Bei der Regelung hat die Bundesregierung, namentlich das Umweltministerium, allerdings grandios geschlampt. Die erste Entschädigungsregel wurde 2016 von den Verfassungsrichtern kassiert. Die Neuauflage von 2018, den Reparaturversuch, haben sie gestern ebenfalls in die Mülltonne befördert. Nun muss Umweltministerin Svenja Schulze (SPD) mit ihrem Ressort zum dritten Mal ran.

Simple Schlamperei ist zum einen schuld daran, bei der Freigabe in Brüssel wurde ein Fehler gemacht. Wichtiger: Die Entschädigungsregel ist zu ungenau und letztlich zu knauserig ausgefallen. Das hat politische Gründe. Ein SPD-geführtes Umweltministerium (2016 noch von Barbara Hendricks) wollte sich erkennbar nicht dem Vorwurf aussetzen, den „Atomriesen“ Geld zuzuschanzen. Die Ungenauigkeit kam da gerade recht: Erst 2023 würde damit eine genaue Summe feststehen – weit weg. Doch genau das geht nicht, sagen die Karlsruher Richter.

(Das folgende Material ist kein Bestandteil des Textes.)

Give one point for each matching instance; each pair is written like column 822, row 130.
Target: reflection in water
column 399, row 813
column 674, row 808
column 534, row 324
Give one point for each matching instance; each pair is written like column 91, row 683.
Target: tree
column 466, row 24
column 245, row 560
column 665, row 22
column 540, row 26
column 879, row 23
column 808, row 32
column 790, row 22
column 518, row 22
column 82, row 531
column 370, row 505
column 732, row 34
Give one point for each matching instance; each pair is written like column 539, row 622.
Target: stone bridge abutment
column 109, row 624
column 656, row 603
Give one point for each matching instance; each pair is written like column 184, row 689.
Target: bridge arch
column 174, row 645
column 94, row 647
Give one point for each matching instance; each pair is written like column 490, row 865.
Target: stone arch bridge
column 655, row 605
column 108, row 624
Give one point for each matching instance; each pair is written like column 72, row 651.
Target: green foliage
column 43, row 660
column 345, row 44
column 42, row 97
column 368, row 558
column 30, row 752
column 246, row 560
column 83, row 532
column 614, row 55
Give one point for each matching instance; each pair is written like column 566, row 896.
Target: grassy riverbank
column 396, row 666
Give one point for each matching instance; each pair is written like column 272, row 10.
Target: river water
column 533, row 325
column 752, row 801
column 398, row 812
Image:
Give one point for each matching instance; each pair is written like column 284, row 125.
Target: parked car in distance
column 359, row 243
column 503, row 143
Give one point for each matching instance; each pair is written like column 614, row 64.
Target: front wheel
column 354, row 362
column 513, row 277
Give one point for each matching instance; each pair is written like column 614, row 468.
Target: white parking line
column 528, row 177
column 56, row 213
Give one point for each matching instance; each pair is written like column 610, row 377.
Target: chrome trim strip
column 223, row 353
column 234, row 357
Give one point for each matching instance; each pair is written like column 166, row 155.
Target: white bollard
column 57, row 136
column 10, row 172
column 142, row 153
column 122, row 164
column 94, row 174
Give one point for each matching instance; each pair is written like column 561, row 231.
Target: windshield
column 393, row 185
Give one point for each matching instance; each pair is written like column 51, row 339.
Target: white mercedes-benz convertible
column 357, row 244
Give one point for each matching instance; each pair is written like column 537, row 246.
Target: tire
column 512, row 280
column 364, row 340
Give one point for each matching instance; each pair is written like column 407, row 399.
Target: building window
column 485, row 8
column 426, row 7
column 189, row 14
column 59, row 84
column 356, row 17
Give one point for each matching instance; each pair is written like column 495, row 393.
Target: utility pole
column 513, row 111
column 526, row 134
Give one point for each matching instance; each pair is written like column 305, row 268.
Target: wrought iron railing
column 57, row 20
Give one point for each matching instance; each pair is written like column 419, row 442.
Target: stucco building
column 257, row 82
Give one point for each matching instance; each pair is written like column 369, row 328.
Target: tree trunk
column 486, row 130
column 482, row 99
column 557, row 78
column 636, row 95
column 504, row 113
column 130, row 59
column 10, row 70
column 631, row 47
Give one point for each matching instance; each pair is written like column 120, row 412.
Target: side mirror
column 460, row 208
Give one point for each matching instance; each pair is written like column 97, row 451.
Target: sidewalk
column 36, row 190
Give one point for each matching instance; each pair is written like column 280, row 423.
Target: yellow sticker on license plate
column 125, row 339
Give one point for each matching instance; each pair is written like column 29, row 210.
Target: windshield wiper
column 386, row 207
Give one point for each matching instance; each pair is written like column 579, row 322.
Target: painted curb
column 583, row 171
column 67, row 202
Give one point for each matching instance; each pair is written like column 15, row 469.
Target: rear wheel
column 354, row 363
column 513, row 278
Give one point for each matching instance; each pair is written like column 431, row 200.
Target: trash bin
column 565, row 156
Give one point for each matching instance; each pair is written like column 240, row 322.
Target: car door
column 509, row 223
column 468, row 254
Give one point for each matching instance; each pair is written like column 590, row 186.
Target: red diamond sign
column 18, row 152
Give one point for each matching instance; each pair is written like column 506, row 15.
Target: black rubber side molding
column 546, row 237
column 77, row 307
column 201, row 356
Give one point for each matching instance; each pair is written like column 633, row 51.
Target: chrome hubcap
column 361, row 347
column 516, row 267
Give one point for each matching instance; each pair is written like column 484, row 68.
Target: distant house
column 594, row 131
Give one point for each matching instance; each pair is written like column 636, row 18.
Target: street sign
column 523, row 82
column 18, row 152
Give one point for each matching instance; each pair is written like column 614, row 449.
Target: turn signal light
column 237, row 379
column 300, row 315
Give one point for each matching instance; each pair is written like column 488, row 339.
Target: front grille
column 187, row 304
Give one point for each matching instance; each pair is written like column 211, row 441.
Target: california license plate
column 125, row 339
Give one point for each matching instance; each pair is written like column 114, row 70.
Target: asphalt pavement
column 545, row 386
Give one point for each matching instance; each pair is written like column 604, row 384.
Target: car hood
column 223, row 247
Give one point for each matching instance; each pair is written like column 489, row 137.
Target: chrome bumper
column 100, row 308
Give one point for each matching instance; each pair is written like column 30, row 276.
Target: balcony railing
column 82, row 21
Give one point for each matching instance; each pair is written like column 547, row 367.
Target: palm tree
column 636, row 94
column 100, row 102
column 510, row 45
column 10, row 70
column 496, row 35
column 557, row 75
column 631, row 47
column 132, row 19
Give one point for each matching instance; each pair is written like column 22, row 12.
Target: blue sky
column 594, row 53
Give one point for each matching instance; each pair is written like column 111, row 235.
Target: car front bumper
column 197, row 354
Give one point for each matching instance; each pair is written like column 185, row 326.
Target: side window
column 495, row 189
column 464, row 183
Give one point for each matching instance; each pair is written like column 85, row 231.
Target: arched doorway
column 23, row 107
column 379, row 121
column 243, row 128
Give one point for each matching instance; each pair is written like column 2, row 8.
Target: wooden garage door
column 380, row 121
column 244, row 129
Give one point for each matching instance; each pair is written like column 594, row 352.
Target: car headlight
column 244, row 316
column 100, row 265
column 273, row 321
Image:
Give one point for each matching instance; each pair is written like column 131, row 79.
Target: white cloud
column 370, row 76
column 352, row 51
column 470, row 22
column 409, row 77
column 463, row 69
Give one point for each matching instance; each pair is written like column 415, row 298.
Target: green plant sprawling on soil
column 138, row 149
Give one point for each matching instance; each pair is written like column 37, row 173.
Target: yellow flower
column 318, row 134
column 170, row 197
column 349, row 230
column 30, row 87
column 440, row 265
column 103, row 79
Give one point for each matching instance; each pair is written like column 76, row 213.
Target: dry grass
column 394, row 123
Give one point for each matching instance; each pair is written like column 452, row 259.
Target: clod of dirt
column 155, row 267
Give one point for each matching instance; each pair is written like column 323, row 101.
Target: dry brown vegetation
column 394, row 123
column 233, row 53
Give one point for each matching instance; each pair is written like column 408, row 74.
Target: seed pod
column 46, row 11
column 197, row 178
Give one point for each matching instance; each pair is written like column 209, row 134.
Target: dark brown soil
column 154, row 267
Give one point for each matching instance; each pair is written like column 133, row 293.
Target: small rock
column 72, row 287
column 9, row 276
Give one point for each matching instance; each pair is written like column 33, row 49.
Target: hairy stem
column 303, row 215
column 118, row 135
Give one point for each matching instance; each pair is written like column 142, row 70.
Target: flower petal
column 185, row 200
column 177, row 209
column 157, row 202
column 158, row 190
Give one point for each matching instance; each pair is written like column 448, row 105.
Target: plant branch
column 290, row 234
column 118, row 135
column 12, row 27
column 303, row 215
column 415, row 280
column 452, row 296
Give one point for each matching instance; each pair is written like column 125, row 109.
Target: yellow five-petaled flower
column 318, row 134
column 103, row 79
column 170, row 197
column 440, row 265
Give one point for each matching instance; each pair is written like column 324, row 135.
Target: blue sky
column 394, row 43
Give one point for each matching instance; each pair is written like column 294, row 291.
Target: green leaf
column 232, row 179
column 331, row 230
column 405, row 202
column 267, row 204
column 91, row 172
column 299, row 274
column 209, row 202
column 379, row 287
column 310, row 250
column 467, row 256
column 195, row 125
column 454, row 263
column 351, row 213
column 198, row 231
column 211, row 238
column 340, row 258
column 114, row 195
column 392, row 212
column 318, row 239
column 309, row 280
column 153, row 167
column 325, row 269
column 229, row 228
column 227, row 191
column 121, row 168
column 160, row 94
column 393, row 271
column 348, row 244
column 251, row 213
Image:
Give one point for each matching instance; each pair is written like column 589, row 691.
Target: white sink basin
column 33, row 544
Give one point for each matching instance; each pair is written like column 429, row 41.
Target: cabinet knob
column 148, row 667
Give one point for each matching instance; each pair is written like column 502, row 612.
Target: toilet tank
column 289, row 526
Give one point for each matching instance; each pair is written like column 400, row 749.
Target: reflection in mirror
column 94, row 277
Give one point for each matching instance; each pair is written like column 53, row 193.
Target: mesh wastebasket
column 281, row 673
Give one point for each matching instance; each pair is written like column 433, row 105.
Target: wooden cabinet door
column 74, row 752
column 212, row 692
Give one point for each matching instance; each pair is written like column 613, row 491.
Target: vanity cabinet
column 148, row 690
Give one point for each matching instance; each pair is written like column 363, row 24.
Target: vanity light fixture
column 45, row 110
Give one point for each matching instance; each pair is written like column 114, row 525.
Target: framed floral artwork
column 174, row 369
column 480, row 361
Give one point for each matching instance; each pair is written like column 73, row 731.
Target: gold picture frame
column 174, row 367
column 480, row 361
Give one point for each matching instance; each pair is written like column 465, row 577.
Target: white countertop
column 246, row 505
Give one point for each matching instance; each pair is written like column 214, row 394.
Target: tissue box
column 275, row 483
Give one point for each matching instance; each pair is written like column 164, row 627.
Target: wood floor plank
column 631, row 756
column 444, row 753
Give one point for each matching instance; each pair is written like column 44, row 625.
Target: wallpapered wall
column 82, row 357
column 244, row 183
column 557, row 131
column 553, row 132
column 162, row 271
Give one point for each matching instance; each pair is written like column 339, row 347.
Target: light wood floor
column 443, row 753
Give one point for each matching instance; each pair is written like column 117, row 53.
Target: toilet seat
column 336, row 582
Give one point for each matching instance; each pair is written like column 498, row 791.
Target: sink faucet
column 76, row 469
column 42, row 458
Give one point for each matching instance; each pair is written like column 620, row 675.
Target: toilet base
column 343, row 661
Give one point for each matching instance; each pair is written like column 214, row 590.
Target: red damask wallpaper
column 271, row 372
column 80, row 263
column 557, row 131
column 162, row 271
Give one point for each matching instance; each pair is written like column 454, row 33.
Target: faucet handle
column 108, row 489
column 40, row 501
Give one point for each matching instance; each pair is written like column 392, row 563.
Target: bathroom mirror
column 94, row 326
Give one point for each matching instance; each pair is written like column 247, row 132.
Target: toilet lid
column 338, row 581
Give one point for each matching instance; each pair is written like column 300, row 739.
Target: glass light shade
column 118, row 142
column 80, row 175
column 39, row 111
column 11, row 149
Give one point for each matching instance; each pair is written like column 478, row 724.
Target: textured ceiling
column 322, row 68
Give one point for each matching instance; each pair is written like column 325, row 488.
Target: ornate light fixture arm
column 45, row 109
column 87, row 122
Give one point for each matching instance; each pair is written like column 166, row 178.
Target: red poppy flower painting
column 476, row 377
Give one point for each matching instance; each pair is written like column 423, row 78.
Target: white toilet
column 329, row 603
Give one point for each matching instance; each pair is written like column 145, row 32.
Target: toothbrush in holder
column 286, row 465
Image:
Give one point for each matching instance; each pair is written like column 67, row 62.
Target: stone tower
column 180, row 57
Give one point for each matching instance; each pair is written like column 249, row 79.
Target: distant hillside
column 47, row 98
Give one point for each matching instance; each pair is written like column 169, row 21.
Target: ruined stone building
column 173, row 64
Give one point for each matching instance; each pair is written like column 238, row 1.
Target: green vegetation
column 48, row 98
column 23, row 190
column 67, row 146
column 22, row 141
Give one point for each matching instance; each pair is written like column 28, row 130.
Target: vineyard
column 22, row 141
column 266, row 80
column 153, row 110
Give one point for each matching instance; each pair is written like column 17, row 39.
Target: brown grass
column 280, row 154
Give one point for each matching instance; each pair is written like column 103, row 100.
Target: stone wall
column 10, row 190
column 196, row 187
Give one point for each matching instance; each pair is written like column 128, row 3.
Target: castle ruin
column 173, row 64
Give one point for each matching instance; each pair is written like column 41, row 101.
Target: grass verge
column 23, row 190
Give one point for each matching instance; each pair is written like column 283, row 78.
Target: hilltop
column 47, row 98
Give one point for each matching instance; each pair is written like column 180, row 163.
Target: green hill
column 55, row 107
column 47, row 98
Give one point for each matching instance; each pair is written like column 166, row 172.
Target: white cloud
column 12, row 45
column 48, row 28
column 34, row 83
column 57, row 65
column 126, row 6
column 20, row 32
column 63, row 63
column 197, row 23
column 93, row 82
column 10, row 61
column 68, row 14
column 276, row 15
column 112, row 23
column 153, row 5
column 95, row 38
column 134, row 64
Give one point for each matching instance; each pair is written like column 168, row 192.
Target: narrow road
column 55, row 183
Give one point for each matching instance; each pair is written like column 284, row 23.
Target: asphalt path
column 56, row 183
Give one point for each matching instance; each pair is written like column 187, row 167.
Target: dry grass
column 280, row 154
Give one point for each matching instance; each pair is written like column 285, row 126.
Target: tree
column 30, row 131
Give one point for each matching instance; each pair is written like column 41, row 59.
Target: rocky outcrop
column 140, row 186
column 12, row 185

Verfassungstreue Lösungen sind gefragt

Als Bundesregierung kann man sich oft nicht aussuchen, wem man gefallen möchte und wem nicht, sondern muss verfassungstreue Lösungen finden. Dass das nicht einfach ist nach einer Ad-hoc-Entscheidung wie 2011, liegt in der Natur der Sache. Die Karlsruher Richter haben gezeigt, dass es letztlich zu nichts führt, sich vor der Verantwortung zu drücken.

Zweitens: Die Tendenz zum Wunschdenken, was die rechtliche Solidität der eigenen Gesetze angeht, macht nervös. Deutschland steht am Anfang eines monumentalen Projekts: dem Umbau zu einer klimaneutralen Wirtschaft in wenigen Jahrzehnten. Umweltministerin Schulze tritt dafür mit Verve und zunehmendem Erfolg ein.

Ein entscheidender Baustein dazu aus ihrem Haus ist, dass auch im Verkehr und beim Heizen CO2-Emissionen einen Preis bekommen, schon ab kommendem Jahr. Rechtlich allerdings gibt es Zweifel, ob die Sache sauber geregelt ist. Das wird frühestens 2021 entschieden. Hoffen wir, dass das Gesetz hält – und auch sonst wieder solide gearbeitet wird. Sonst kommt es wie gerade beim Atomausstieg am Ende umso dicker.